Study: NTC blocktime restrictions’ bad impact on market competition seen

A telecommunication tower (Image from NTC website)

Allowing the National Telecommunications Commission (NTC) to have approving control on block time agreements could be negatively impacting market competition in the free television sector, a new study released by the Philippine Competition Commission (PCC) said.

In its 30-page study titled ‘Blocktiming Practices in the Philippine Free TV Industry,’ the competition watchdog warned of the potential consequences of such a regulation which was started by the NTC in 2022.

“Overall, requiring prior approval of the NTC before engaging in blocktime agreements could potentially pose significant negative impacts on market competition,” it said in the report’s conclusion.

“The memorandum may raise barriers to entry of blocktimers, unnecessarily raise costs, create regulatory uncertainty and distort competition,” it noted.

Back in June 2022, the NTC released a memorandum limiting the amount of daily airtime that television and radio stations can sell to block timers to 50 percent.

Additionally, it restricted blocktime arrangements and mergers during the time, a period which coincided with the now scuttled plan between ABS-CBN Corp. and TV5 Network Inc. to enter into such a deal.

Aside from this, the PCC also tagged the non-renewal of ABS-CBN’s franchise as another anti-competitive development in the country’s free television space.

It said it has led to a “substantial increase in market concentration,” with GMA Network emerging as the dominant player.

“This concentration raised concerns about competition and access to broadcasting frequencies, as well as potential limitations on content diversity and audience choice,” the PCC said in its report.

Despite this, the PCC said that larger networks like GMA are not currently encouraged to limit airtime access.

“Larger networks recognize the value of diverse content, making it unlikely for them to solely secure shows from one producer,” the PCC report said.

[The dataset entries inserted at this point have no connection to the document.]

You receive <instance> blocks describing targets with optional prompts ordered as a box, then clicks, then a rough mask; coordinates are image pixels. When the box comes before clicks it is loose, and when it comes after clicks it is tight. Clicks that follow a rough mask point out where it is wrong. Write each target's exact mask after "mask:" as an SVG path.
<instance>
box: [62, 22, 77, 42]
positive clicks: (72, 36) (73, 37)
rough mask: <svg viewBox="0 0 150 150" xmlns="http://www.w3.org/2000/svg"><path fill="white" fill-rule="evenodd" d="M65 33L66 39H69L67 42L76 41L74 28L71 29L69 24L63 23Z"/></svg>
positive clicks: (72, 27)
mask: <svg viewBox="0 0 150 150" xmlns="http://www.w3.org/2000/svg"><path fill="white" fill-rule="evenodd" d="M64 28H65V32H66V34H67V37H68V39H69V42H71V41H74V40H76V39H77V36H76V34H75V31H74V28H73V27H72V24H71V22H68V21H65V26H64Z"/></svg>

“Engaging in foreclosure strategies limits the range of aired television content, which may decrease audience reach,” it added, noting such is a crucial factor in attracting potential advertisers and revenue-generating opportunities.

Due to these developments, the PCC said that the jurisdiction of NTC on blocktime agreements must be confirmed before it regulates the specific segment of the industry.

“The PCC recommends that this information be effectively communicated to the concerned stakeholders,” the PCC further said.

“In doing so, the NTC would ensure effective oversight of the industry, particularly in terms of implementing rules that may affect market competition,” it explained.

“This will also clarify any misunderstanding that may arise from the interpretation of and compliance to the subject memorandum,” the study explained.

“Predictable regulatory environment can help foster a level playing field among players in the industry,” it emphasized.

It also said the potential impact of the NTC memorandum on content diversity and the ability of content producers to access airtime should be carefully considered.

Meanwhile, the PCC recommended that the government can promote competition by awarding licenses to new TV stations to address the issue of the non-renewal of the ABS-CBN franchise.